Gucci news - fake fur is sustainable
Fake news: Gucci says fur made from petroleum is more “sustainable” than real fur. Photo: Mathieu Lebreton.

One of the most talked-about fur stories last month was the Gucci news that the brand would be dropping fur. It was surprising because Gucci has had great success selling fur (remember its kangaroo fur loafers?), but the fur industry has shrugged it off as sales are currently “strong and robust”. Still, people are perplexed at the key reason Gucci gave for its decision: “sustainability”. In Gucci’s alternative universe, fake fur made from petroleum that pollutes the environment and doesn’t biodegrade is more “sustainable” than the renewable, biodegradable resource that is real fur.

Fendi Karlito fox fur charms
Gucci also says millennials are turning away from real fur, but Business of Fashion is not convinced. Fendi’s “Karlito” fox fur charms, made in the image of creative director Karl Lagerfeld, “sold out before they even hit the stores.”

Here are some of the articles covering the perplexing Gucci news: the International Fur Federation asks why Gucci wants to choke the world with plastic, the Globe and Mail looked into the potential impact on Canadian trappers, and Truth About Fur dissected Gucci’s “bizarre” interpretation of sustainability.

And while Gucci claims that millennials, who account for almost half its market, are against fur, this Business of Fashion article (above) talks about how this generation may actually be the one to boost the fur trade. If you want to delve into this further, Truth About Fur has a new blog post adding clarity to the relationship between fashion and the fur trade.

Seal on the Menu

Indigenous restaurant serves seal meat
More and more Canadian restaurants are featuring healthy and delicious seal meat, like Toronto’s indigenous restaurant, Kukum Kitchen. Animal activists, predictably, are all upset.

Just as illogical as Gucci’s reason for dropping fur has been activists’ campaigns against the growing number of restaurants serving seal meat. Their latest target is the indigenous restaurant Kukum Kitchen in Toronto (above). The people of Toronto like eating meat as much as anyone, and no one bats an eyelid at steakhouses or burger joints. But put seal on the menu, and the activists go into meltdown.

Or maybe it’s just that general anti-meat protests are hard to take seriously, like this one of PETAphiles dressing up like scary clowns.

Meanwhile there’s been the usual steady flow of news articles discrediting activist campaigns, like this one talking about PETA’s kill rates, and this one debunking the idea that sheep can live without being sheared.
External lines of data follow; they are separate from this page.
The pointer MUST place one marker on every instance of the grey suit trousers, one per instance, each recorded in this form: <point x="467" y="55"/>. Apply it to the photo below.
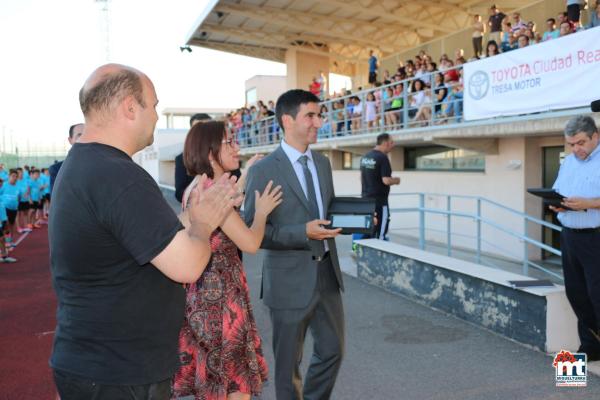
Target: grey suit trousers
<point x="324" y="315"/>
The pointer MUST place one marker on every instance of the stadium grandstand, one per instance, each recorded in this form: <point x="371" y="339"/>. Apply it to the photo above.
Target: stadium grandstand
<point x="475" y="96"/>
<point x="467" y="124"/>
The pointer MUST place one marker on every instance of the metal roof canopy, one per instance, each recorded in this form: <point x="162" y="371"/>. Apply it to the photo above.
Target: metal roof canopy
<point x="344" y="30"/>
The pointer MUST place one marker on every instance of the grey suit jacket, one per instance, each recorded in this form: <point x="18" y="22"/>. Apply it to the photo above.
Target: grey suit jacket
<point x="289" y="274"/>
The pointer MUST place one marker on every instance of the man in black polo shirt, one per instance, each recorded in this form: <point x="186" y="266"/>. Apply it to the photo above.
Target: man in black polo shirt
<point x="118" y="253"/>
<point x="376" y="178"/>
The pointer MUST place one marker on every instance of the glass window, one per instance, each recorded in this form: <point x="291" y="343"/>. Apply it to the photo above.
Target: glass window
<point x="441" y="158"/>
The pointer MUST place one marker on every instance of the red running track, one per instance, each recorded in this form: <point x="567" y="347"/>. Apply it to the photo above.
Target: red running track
<point x="27" y="321"/>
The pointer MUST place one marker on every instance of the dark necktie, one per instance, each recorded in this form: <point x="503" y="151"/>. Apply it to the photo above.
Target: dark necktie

If you have a business that is at risk of getting targeted by activists, check out Truth About Fur’s guide to dealing with protesters, in person and on-line.

Wild Fur News

In the world of trapping and wild fur, a big Canadian story is the Royal Canadian Mounted Police’s demand for 4,470 muskrat hats (below). Alan Herscovici, part of our team here at Truth About Fur, discussed the issues surrounding this story on the radio.

Muskrat hats for RCMP
Keep them coming, say the Mounties. Former RCMP commissioner Giuliano Zaccardelli in a traditional muskrat hat in 2001. Photo: Ken Gigliotti/Winnipeg Free Press/Canadian Press.

Wild animals are causing problems in several areas. Coyotes in the Yakima Valley need to be controlled, as do the deer on Staten Island. (Surprise, surprise, the deer vasectomy program didn’t work.) Rather than spend money trying to sterilise these animals or find other strange ways to control the populations, we like the idea of starting a state-controlled company that sells the fur from pest and nuisance animals.

Interested in getting involved in conservation? Let’s end this month’s roundup with this great article on how we can all get involved in protecting our environment, and some nice animals on camera. Our favourite live cam right now is the the bison cam, which is following a herd of bison in Saskatchewan.